The former Bravo series, updated for a Trump-era America, starts with five new gay men — each from their own arena of lifestyle expertise — heading to the Georgia suburbs to set an aging bachelor back on the right track. For anyone who watched the original series, it’s both new and familiar. (And the theme song remains mostly intact.)
But the twist to the new Queer Eye is the conversations it affords between the cast and their episodic subjects. Instead of just offering assists to unkempt urbanites in the New York-set original, Netflix’s Queer Eye heads south. Some of the the subjects have admittedly little experience even speaking with gay men.

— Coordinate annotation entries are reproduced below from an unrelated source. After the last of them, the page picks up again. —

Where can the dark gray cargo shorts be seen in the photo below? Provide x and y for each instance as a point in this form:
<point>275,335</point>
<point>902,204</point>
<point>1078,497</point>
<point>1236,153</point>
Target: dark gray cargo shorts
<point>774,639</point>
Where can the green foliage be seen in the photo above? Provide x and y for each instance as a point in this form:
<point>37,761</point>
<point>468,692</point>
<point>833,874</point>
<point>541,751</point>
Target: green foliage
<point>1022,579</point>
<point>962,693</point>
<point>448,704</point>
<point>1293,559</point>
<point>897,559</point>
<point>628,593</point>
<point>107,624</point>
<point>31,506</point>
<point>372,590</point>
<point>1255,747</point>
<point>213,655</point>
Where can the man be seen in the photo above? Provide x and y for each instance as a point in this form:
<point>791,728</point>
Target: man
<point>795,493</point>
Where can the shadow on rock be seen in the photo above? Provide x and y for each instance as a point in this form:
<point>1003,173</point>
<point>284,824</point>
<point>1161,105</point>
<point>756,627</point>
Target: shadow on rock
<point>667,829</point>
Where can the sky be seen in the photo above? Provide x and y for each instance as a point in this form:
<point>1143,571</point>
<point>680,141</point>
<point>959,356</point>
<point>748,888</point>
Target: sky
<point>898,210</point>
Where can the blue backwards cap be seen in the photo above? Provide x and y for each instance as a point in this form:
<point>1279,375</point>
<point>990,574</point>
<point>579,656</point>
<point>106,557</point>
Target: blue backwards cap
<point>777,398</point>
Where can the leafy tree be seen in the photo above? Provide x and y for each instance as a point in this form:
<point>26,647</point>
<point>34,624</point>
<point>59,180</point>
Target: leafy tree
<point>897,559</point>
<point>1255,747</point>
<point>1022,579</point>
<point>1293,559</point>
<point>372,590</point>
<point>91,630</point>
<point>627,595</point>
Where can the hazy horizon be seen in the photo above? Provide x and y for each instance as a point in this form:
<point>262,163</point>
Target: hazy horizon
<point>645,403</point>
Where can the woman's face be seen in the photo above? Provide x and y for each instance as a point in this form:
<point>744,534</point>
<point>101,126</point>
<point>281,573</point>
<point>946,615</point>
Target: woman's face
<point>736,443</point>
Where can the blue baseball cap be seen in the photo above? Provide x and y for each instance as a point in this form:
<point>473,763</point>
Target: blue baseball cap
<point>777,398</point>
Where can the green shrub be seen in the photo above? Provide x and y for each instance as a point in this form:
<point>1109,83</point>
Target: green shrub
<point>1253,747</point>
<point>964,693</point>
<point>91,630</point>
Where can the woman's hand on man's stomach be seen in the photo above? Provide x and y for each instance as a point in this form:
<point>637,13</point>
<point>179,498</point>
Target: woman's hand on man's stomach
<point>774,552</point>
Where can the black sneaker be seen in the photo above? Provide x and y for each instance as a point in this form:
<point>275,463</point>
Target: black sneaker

Series creator David Collins, of Scout Productions, and ITV Entertainment president David Eilenberg spoke with The Hollywood Reporter about what this new element did to refresh the series.
You sold the show before the election, but the setup seems like a reaction to it. Was that part of the original pitch to Netflix or did it evolve?
Eilenberg It’s a fraught political and cultural moment in the country right now. And something that works so well here is showing that communication across cultural lines is still possible. And, unlike the first, this is not just going live in the U.S. It’s going live worldwide.
Collins We realized there had to be an evolution of the format in some way, because the core was going to remain the same. What being on Netflix really allows is opportunities for more deeper storytelling — and really just letting that unfold over the course of the episode.
Were you ever anxious about the kinds of interactions the guys might have filming in less progressive locales?
Collins We wanted to get out of New York and see America. We knew that in a red state, we were going to meet many different characters, which really makes the arc of the season that much stronger. Tom, [the subject of] the first episode, really represented this idea of having a dialogue and a bigger conversation — in terms of the types of questions he ends up asking the guys. We based in Atlanta, but we went to a lot of small towns around Georgia. The towns become a real part of the story. In the second episode we have a policeman who’s a Trump supporter.
One of the new cast, Jonathan Van Ness, comes to the show with a social following and a popular web series. Did you consider things like that when casting?
Eilenberg We certainly didn’t set out with that filter. The filter was really about expertise, empathy and, ultimately, the right mix. The guys have to feel like a team. The casting process, which was exhaustive, was geared a lot toward finding chemistry among the group.
Collins We actually did the opposite, it was about finding new, fresh faces. None of the originals had any TV experience or desire to be on TV, and that’s what worked about it. It was a global search for almost four months. Out of thousands, we narrowed it down to the top 40 and brought them all to L.A. to a hotel for three days. That was a reality show unto itself. It was like speed-dating.
Do you feel it’s easier to reach viewers with the a familiar title?
Collins The goal isn’t just to get people to check this out, we want them to watch every episode. The Queer Eye name unquestionably helps draw attention to the project, in a way we could have never done under a new title, but we still have to have the goods.
Eilenberg And with regard to the show being a global format, that’s what made the most sense to place it at Netflix.
Did you have a particularly edifying moment from the season?
Eilenberg There’s a moment in the episode where our subject is a police officer, a Trump supporter and a NASCAR fan — somebody who, superficially, would be as far across the cultural divide from our fab five as possible. There’s a moment in which Karamo [Brown] is able to connect with him on serious issues that fundamentally have nothing to do with his personal transformation but the country we live in. In that scene, which I’m not going to try to describe, I felt we were really doing something new and fresh and current.